Ça promet, mais Cyrille Cantin, notre guide, se veut rassurant : « Nous allons contourner nos petites Dolomites, comme on aime appeler les Gastlosen, une barre calcaire, longue d’une douzaine de kilomètres et haute de 400 m. À un endroit, vous verrez, la paroi est percée. C’est le Grossmutterloch (le trou de la grand-mère). Selon la légende, un jour que sa grand-mère le tannait, le diable l’a lancée de toutes ses forces contre la montagne. Ça a fait un trou. » En attendant de constater les dégâts diaboliques, on débute en longeant la cascade de Jaun. « On ne connaît pas son chemin sous la roche, mais c’est un haut lieu énergique en Suisse, un centre tellurique où l’on vient se charger en énergie positive, explique Cyrille. On dit que si l’on vient ici chaque jour, on peut vivre jusqu’à 200 ans. » Est-ce que ça marche si on en profite pour manger chaque jour des meringues trempées dans la double crème ? Pas sûr.
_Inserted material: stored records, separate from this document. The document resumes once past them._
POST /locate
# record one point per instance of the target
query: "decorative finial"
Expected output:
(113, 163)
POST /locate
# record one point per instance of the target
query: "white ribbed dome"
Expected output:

Plus de 800 voies d’alpinisme
Avec ce doute à l’esprit, on plonge dans une forêt touffue pour déboucher une bonne heure plus tard, sur des champs bariolés. En fin botaniste, Cyrille énumère chacune des plantes qui tapissent les pentes : « centaurées des Alpes, ancolies, marguerites, fleurs de pissenlit, myosotis, gentianes des neiges…, un champ en bonne santé devrait avoir au moins sept couleurs. » Commence alors une tranquille marche d’approche jusqu’aux Gastlosen dont la découpe dans le ciel évoque la mâchoire d’un T-Rex. Pas de quoi effrayer les alpinistes qui ont trouvé ici un superbe terrain de jeu : plus de 800 voies, dont la plus ardue porte le doux nom de « Torture physique ». Nous nous contentons du raidillon qui mène au Wolfs Ort, le col du Loup.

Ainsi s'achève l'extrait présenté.